Human Connections

Stranger Connections

by Ven. Wayne Hughes (Ren Cheng)

Strangers are people that we categorize by gender, race, profession and physical characteristics. That is the full extent of our knowledge of them and so it is how we can come to judge them. Becoming aware of the consequential aspect of those we see as strangers offers a wholly different perspective. Most of us probably intuit that there is a strata of people between stranger and friend. We recognize that there are people we are connected with beyond family and friend but that connection is so subtle its value may go unnoticed. Often the term acquaintance is used as the bridge between friend and stranger. They might earn the description, “my friend the . . . (hairdresser, bank teller, car mechanic)”. In their book, Melinda Blau and Karen Fingerman creatively re-describe this category of strangers and acquaintances in our lives as “Consequential Strangers”. They give the people we once classified as strangers and acquaintances stronger connections to HOW we are.

The term ‘consequential strangers’ captures a fascinating paradox about casual relationships. They are as vital to our well-being, growth and day-to-day existence as family and close friends.” Consequential Strangers, Melinda Blau/Karen Fingerman PhD, 2009 W. W. Norton Co.

The concept of consequential strangers didn’t come out of a Buddhist perspective but from a human being perspective. It offers a paradigm slant that brings into clearer focus the reality of casual human connections that have a profound effect on the not-self. There is a factor in casual relationships that most people don’t acknowledge. They readily give credit to the impact that friends and family have on their lives while failing to recognize the value of those people who exist on their societal periphery, people we might see only once a week, or that we encounter once a month, or even once a lifetime. It also encompasses people from the past whose influence still resonates even though they haven’t been physically near in decades.

Write up your list of consequential strangers, not family or friends but people who’ve none-the-less had an effect on HOW you are.

Examples from my own life are:

The guy at the car dealer’s maintenance shop. He sets appointments there and makes recommendations to clients. His contribution to HOW I live is that he makes sure our transportation is taken care of, and takes the time to explain things.

The librarians who not only hold books for me but guide me to new reading and research opportunities. They enrich my life not only with their smiles and kind words. Through their efforts my knowledge is greatly expanded.

Guests that I see once or twice a year at my job. The “how are you and your family” conversations may be infrequent but no less sincere. These are folks who value my knowledge and presentation of wine and foods, and drive me to experiment and learn so that I can have fresh information the next time I see them.
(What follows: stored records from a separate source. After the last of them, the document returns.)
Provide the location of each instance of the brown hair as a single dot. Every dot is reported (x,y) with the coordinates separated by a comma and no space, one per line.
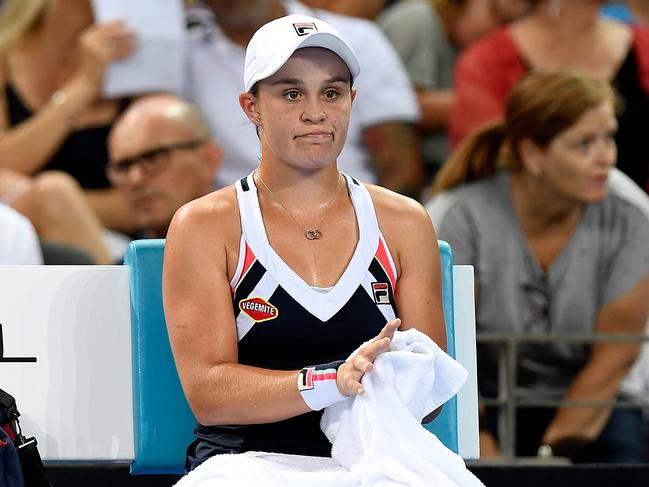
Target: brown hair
(541,106)
(19,17)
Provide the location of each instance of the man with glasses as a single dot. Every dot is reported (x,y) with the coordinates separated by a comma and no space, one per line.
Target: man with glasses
(161,157)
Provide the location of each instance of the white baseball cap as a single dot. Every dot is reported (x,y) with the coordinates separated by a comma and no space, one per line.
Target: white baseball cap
(276,41)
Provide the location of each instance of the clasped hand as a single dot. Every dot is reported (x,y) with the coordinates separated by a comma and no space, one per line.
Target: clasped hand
(351,372)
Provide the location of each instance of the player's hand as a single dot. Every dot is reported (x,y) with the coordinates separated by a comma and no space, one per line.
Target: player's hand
(351,372)
(99,45)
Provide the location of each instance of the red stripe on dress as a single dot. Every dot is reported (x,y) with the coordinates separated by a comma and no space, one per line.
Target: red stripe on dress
(247,262)
(382,255)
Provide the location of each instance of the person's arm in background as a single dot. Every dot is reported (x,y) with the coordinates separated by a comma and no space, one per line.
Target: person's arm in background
(386,107)
(482,80)
(417,34)
(368,9)
(28,146)
(395,154)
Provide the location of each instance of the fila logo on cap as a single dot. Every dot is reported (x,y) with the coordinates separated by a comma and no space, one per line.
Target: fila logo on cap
(381,294)
(304,28)
(258,309)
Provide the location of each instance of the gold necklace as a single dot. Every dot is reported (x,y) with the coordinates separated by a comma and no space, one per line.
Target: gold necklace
(312,233)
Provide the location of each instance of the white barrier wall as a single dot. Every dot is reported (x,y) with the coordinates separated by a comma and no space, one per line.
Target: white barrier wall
(76,397)
(465,352)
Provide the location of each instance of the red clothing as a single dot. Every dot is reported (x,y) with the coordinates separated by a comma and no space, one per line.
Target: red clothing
(487,71)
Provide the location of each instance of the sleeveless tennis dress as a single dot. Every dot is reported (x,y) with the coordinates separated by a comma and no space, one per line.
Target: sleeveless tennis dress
(285,324)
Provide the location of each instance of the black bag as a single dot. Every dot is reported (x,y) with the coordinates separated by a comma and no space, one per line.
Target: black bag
(31,465)
(11,474)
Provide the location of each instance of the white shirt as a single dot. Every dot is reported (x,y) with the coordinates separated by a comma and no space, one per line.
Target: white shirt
(18,241)
(214,81)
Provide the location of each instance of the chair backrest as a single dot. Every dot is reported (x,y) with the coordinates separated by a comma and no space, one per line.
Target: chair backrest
(445,425)
(163,421)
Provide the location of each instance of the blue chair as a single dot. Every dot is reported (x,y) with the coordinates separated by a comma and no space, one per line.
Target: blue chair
(445,425)
(163,421)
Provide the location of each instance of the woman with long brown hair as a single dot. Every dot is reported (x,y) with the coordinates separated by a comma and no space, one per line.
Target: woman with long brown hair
(527,203)
(559,34)
(54,122)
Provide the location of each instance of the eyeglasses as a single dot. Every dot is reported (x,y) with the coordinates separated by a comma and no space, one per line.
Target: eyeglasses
(150,162)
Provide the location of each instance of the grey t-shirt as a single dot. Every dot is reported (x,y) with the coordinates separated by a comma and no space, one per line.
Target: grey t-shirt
(607,255)
(417,34)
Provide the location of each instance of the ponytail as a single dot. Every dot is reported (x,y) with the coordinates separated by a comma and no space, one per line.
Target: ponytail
(475,159)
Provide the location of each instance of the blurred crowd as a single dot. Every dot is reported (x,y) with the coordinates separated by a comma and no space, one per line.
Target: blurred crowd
(520,124)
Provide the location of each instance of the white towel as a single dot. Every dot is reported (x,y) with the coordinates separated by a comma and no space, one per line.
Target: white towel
(377,437)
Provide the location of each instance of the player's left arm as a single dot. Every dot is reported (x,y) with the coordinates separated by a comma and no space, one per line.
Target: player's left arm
(412,242)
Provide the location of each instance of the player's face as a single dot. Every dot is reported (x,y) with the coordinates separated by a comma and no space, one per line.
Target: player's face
(305,109)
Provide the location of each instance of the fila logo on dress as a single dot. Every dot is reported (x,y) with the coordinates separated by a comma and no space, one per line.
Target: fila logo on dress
(258,309)
(381,292)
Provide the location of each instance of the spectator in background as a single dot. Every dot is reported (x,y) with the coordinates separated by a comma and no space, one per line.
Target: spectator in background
(52,117)
(560,34)
(161,158)
(381,142)
(427,34)
(368,9)
(526,202)
(18,240)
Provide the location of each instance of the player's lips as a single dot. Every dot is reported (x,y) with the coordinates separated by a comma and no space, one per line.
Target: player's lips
(316,135)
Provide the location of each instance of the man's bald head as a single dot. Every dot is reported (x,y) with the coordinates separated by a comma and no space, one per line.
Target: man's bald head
(162,157)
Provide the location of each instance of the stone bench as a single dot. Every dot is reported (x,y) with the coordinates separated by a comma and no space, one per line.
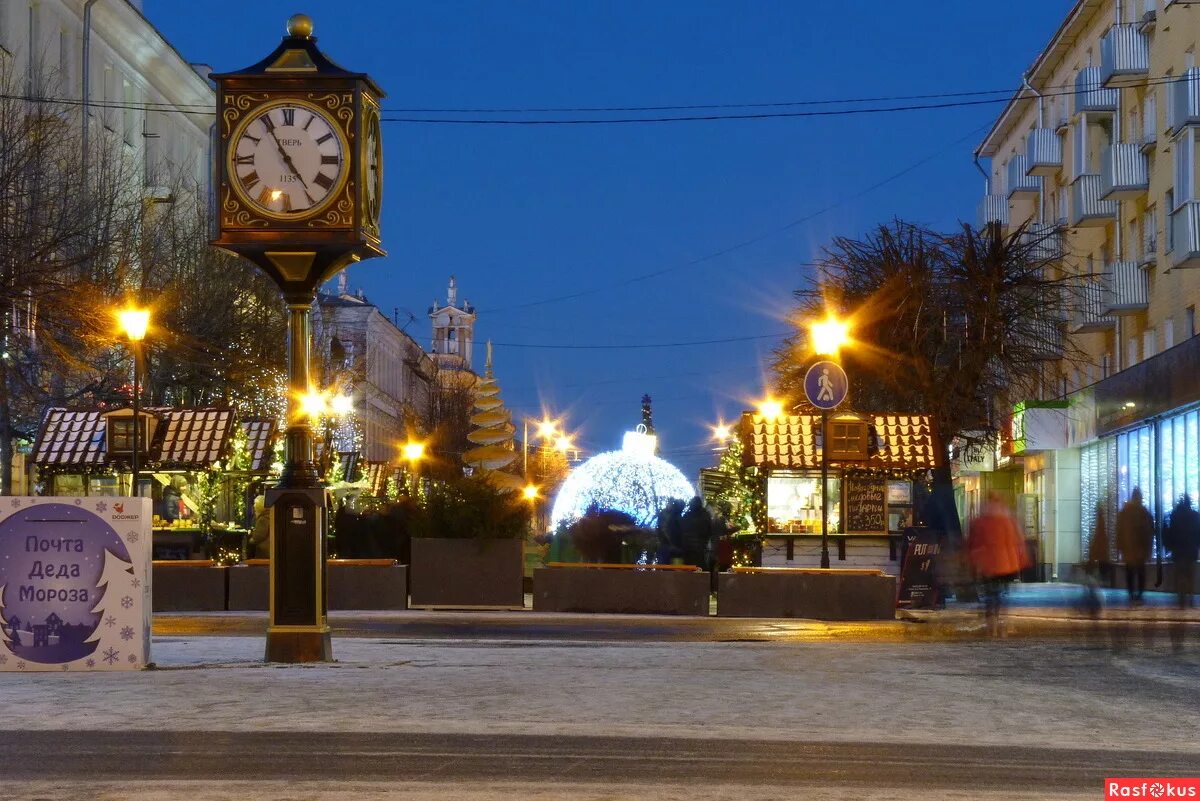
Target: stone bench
(353,584)
(807,592)
(189,585)
(628,589)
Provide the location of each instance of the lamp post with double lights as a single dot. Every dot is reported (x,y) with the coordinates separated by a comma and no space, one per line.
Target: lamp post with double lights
(413,452)
(135,323)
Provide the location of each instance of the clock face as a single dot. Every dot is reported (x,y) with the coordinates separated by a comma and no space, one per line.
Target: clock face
(375,169)
(288,160)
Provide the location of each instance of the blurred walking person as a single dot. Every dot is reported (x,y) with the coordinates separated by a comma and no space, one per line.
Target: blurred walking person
(1182,540)
(997,554)
(1135,531)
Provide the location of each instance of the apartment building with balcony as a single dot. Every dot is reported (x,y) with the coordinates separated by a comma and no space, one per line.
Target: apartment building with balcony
(1097,155)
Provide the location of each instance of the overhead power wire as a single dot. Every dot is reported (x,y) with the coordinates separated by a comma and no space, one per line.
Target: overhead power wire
(1009,94)
(641,345)
(748,242)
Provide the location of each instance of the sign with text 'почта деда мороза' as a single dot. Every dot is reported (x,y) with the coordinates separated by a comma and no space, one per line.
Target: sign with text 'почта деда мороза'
(75,583)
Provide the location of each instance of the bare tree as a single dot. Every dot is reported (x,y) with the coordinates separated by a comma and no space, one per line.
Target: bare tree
(58,263)
(946,325)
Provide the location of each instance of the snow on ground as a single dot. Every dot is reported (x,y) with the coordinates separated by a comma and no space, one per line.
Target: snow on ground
(983,692)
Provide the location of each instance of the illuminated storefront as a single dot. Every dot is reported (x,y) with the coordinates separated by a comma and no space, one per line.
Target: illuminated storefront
(874,461)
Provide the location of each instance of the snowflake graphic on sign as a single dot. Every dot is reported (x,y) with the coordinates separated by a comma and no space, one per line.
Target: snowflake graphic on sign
(64,572)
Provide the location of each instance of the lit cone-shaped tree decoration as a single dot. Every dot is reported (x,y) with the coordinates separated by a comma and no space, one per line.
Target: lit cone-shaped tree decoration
(492,433)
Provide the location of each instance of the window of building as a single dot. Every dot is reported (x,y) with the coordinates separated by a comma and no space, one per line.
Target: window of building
(1168,229)
(129,113)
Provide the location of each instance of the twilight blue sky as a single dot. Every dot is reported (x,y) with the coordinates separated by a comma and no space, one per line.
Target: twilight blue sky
(526,214)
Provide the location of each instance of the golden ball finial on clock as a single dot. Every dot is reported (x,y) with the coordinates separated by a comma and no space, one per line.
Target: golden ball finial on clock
(300,25)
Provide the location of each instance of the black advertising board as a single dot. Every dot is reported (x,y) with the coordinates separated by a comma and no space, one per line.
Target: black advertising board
(865,507)
(918,585)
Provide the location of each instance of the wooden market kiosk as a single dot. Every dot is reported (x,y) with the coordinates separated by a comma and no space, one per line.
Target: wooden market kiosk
(83,452)
(875,463)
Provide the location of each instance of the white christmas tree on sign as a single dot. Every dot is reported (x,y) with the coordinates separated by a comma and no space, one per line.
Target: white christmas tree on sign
(5,628)
(120,610)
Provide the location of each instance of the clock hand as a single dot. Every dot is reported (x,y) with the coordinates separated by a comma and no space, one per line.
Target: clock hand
(287,160)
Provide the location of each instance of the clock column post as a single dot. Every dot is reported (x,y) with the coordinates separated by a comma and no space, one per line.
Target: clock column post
(298,182)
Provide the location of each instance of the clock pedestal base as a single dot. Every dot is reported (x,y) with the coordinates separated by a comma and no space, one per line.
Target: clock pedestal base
(298,646)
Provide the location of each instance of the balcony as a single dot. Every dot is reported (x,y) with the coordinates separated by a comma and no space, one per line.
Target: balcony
(1044,241)
(1090,92)
(1087,204)
(1126,288)
(1089,315)
(1186,235)
(1185,100)
(1045,339)
(993,209)
(1019,180)
(1043,152)
(1125,56)
(1125,173)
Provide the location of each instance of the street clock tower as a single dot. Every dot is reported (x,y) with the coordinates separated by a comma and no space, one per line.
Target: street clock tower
(299,186)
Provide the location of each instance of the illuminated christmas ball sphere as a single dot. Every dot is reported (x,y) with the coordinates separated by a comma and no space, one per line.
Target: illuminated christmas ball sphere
(631,480)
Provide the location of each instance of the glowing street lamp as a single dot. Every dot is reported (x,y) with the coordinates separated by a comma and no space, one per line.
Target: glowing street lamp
(828,336)
(771,409)
(135,323)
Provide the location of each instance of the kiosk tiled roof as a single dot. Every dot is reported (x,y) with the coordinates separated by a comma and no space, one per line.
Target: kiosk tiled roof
(181,439)
(790,443)
(259,439)
(71,438)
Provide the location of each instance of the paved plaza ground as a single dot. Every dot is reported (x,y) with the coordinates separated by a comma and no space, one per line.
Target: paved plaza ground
(480,706)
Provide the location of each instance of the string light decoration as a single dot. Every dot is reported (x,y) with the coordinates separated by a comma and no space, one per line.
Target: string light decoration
(631,480)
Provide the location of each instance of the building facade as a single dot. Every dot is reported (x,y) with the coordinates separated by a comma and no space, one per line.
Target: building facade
(112,73)
(387,373)
(1097,156)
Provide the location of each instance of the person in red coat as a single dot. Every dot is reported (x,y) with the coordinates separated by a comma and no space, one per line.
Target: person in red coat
(996,550)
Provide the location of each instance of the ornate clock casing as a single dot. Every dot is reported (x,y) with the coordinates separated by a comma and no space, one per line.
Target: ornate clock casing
(299,163)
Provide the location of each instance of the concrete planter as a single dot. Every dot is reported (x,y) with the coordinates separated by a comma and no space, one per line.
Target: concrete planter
(189,586)
(814,594)
(367,584)
(250,586)
(619,590)
(353,584)
(466,573)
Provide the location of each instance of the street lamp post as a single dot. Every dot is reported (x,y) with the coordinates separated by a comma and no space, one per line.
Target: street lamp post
(135,323)
(413,452)
(827,337)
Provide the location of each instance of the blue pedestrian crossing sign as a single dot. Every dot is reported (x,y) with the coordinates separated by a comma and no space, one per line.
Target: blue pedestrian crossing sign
(826,385)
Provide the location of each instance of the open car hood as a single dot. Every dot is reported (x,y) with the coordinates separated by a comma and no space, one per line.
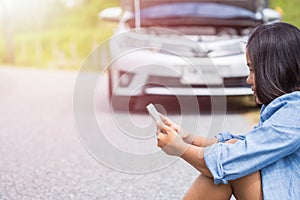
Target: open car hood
(252,5)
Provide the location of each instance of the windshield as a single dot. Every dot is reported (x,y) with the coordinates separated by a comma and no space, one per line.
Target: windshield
(196,13)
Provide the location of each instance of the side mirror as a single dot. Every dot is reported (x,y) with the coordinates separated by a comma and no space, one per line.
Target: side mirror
(271,15)
(111,14)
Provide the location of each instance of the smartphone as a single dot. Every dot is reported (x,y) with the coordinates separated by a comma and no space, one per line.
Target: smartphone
(154,113)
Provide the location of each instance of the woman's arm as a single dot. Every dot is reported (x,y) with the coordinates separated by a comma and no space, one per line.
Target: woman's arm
(172,143)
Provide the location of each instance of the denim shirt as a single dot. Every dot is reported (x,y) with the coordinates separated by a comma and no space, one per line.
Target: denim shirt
(273,147)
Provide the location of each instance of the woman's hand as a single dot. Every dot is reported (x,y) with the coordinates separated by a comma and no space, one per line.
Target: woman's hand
(170,141)
(187,137)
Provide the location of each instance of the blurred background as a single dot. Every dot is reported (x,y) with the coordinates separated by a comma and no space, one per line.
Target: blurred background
(60,34)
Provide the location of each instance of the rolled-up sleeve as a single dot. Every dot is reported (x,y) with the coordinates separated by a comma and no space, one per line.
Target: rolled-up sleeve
(225,136)
(261,147)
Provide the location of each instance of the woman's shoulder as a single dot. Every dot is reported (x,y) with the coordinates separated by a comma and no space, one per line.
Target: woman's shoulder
(284,107)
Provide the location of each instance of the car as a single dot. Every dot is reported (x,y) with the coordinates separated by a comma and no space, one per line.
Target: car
(181,48)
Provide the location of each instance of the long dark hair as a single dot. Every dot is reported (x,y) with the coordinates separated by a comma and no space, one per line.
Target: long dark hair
(274,51)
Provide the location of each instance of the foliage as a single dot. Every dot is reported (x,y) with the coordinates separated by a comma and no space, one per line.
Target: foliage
(59,36)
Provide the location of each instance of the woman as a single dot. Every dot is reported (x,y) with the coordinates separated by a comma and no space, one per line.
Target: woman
(265,162)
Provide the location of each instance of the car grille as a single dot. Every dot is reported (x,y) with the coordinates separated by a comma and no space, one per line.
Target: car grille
(175,82)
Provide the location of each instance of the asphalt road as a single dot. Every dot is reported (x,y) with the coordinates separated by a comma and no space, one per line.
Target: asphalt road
(48,150)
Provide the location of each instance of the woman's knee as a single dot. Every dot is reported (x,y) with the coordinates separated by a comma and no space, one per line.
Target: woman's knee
(248,187)
(204,188)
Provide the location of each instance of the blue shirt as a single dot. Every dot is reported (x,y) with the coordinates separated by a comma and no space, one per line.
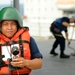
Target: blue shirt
(59,25)
(35,53)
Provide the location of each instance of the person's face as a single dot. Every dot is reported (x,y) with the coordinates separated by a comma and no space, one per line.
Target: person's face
(8,28)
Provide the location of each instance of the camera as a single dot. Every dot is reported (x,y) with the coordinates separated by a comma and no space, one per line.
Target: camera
(15,52)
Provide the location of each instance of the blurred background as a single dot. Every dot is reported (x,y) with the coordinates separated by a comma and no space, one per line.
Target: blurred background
(38,14)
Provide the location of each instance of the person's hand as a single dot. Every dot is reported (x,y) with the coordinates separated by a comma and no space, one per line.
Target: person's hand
(18,62)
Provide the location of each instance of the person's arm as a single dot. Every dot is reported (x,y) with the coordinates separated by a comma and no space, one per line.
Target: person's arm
(67,24)
(34,63)
(66,34)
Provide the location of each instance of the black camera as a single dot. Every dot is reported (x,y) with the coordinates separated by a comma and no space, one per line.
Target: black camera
(15,52)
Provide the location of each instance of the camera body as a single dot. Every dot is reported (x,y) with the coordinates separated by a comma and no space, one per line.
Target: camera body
(15,52)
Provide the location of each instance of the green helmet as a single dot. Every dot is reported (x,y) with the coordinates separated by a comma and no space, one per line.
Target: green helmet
(11,13)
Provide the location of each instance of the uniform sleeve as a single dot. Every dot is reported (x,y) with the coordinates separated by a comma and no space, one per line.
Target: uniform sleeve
(35,53)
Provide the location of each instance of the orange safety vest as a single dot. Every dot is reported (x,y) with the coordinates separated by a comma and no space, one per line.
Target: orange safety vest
(26,51)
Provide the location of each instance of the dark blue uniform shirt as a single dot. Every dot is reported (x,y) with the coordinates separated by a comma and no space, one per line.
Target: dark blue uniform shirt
(59,25)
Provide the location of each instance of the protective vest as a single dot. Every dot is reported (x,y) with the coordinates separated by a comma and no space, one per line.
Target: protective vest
(25,36)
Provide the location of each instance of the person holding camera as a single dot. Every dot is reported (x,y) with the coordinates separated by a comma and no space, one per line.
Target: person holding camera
(18,50)
(56,28)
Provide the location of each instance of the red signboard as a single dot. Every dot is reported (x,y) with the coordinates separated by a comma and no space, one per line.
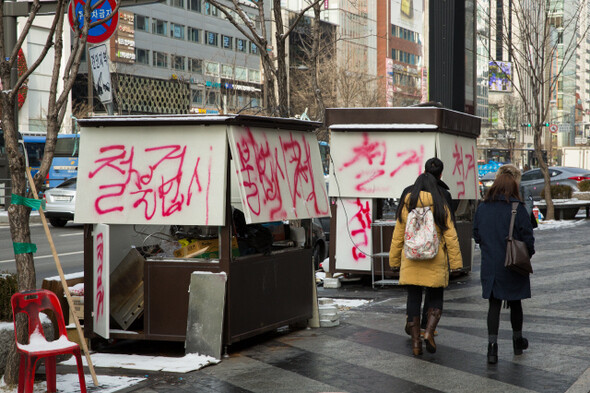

The consequential strangers in our lives add zest, originality, knowledge and assistance in our day-to-day lives. They are personal connections that also enhance our Buddhist practice. Take another look at Blau’s quote above and substitute the word “causal” for “casual” a change in wording that removes the paradox as the causal relationship becomes the focus. “The term ‘consequential strangers’ captures a fascinating paradox about causal relationships.” A person we encounter casually will have a causal effect, most subtle, some dramatic. This must be true if we ascribe to the ideal that what we do matters, than what a stranger does must matter, too. This must be true if we recognize that every experience brings about a new “not-self”. Each instance of causal encounter benefits the social self of all involved. The ability for us to experience connections outside our circle of friends and family supplies a holistic interconnection with the Universe.

With the concept of consequential strangers in mind take a look at the list of people you made. Chances are you are thinking of others that could be added to the list. Imagine a spider’s web with the tight three or four layers of center rings being family and friends and the threads that compose the remainder of the web the connections between you and the consequential strangers in your life.

Once aware of their existence it isn’t difficult to recognize the effect that consequential strangers have on us. What about our role as the consequential stranger in the lives of others? As Buddhist practitioners we must be aware of how we interact with others, that we be always mindful of our speech, action and thoughts. We don’t only have causal effects on those close to us but now can realize the more broad ranging effect we have on the people around us due to the realization of the effect that consequential strangers can have on us. Engagement with, or the act of being a consequential stranger is an opportunity to further develop mindfulness of HOW we are in relation to others. Are we being a positive influence? Are they being a positive influence?

The Mahayana tradition realizes the positive effect that friends and family can have on our practice, and in fact places a great value on friends who encourage us to walk the path, or walk the path beside us. Realizing that our engagement with consequential strangers can also have a positive effect on our practice, and on the lives of those we encounter must empower us to be more mindful of our actions and thoughts. The Engaged Dharma tradition offers that same value to consequential strangers.